D2C Subscription Model Launch for an FMCG Brand
The company had tried D2C twice before and failed twice before. The first attempt died at the technology selection stage, six months of meetings, no launch. The second died when the distribution team blocked it on channel conflict grounds, which was a legitimate concern dressed up as a bureaucratic objection. By the time this engagement started, the leadership team was cautious in a way that only comes from having been burned. They needed a plan that actually accounted for the reasons the previous two had failed.
Four weeks of discovery: 20 customer interviews and a close look at how three comparable FMCG brands had managed the distributor conflict issue. The key insight, the one that unblocked the distribution team, was that D2C needed to offer different pack sizes from the modern trade range. A clean enough separation that distributors couldn't credibly claim cannibalisation. The board approved the business case at week six. Technology (Shopify + subscription app) locked by week eight. Fulfilment model (3PL in Bhiwandi, 4 regional spokes) confirmed by week twelve. MVP live in month five.

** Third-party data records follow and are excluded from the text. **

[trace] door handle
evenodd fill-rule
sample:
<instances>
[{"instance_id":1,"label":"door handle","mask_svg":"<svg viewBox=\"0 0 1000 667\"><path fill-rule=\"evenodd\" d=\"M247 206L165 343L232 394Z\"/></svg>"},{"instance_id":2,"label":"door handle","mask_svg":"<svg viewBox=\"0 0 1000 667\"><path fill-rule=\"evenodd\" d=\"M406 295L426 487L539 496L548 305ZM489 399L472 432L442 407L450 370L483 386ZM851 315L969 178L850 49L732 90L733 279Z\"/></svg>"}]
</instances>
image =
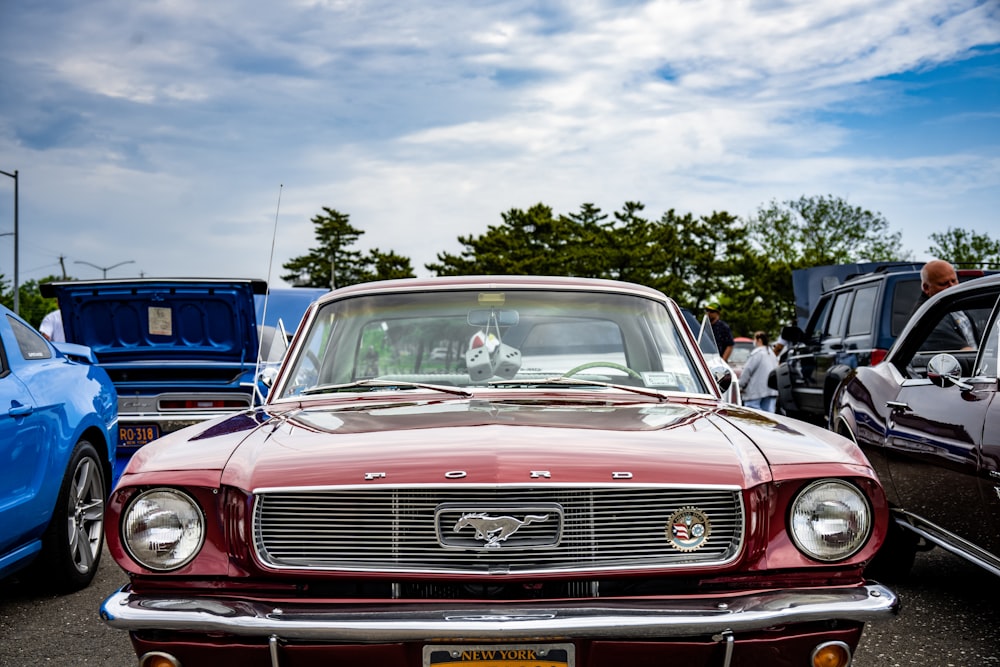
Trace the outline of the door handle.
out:
<instances>
[{"instance_id":1,"label":"door handle","mask_svg":"<svg viewBox=\"0 0 1000 667\"><path fill-rule=\"evenodd\" d=\"M24 417L25 415L30 415L35 409L30 405L24 405L23 403L18 403L17 401L11 401L10 410L7 411L11 417Z\"/></svg>"},{"instance_id":2,"label":"door handle","mask_svg":"<svg viewBox=\"0 0 1000 667\"><path fill-rule=\"evenodd\" d=\"M889 408L893 412L911 412L912 408L909 403L902 403L900 401L886 401L885 407Z\"/></svg>"}]
</instances>

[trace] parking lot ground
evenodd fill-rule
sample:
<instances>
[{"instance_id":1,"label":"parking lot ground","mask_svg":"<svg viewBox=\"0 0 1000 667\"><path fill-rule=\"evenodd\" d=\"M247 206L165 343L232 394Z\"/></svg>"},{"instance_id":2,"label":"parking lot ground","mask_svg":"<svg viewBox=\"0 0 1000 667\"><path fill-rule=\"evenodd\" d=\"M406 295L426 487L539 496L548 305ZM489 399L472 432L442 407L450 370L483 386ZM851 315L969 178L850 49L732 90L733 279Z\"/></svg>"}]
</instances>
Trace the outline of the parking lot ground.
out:
<instances>
[{"instance_id":1,"label":"parking lot ground","mask_svg":"<svg viewBox=\"0 0 1000 667\"><path fill-rule=\"evenodd\" d=\"M126 580L105 552L94 583L72 595L0 583L0 665L135 665L127 635L98 616L104 597ZM867 626L854 667L1000 667L1000 577L934 549L918 554L912 575L891 587L902 611Z\"/></svg>"}]
</instances>

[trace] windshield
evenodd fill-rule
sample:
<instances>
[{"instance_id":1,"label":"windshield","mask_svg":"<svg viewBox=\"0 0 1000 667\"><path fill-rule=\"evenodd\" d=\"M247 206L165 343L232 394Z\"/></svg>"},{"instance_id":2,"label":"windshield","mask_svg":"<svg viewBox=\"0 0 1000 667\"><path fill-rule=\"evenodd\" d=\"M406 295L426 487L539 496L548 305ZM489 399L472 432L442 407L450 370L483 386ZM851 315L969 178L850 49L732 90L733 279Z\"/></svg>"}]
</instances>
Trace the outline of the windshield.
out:
<instances>
[{"instance_id":1,"label":"windshield","mask_svg":"<svg viewBox=\"0 0 1000 667\"><path fill-rule=\"evenodd\" d=\"M379 381L364 385L371 391L393 382L469 387L564 377L709 393L664 305L633 295L372 294L327 303L309 326L278 399L368 380Z\"/></svg>"}]
</instances>

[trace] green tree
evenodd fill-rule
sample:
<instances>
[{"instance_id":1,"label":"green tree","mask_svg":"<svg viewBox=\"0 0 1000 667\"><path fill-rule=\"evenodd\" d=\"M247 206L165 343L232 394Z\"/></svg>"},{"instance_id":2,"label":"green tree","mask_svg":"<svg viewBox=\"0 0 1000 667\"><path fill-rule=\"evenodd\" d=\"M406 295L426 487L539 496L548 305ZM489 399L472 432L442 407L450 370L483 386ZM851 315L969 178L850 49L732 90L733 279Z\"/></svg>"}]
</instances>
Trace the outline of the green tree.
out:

D2C revenue in the first full quarter was ₹1.4 Cr, above the ₹1.1 Cr target. Subscriber base at 60 days was 2,900, slower than the 3,500 planned, but 90-day retention of 71% was above the modelled 65%. The channel conflict that had killed the previous attempt didn't materialise in year one. The operations director said that solving the distributor question first, before anything else, was what made the difference this time.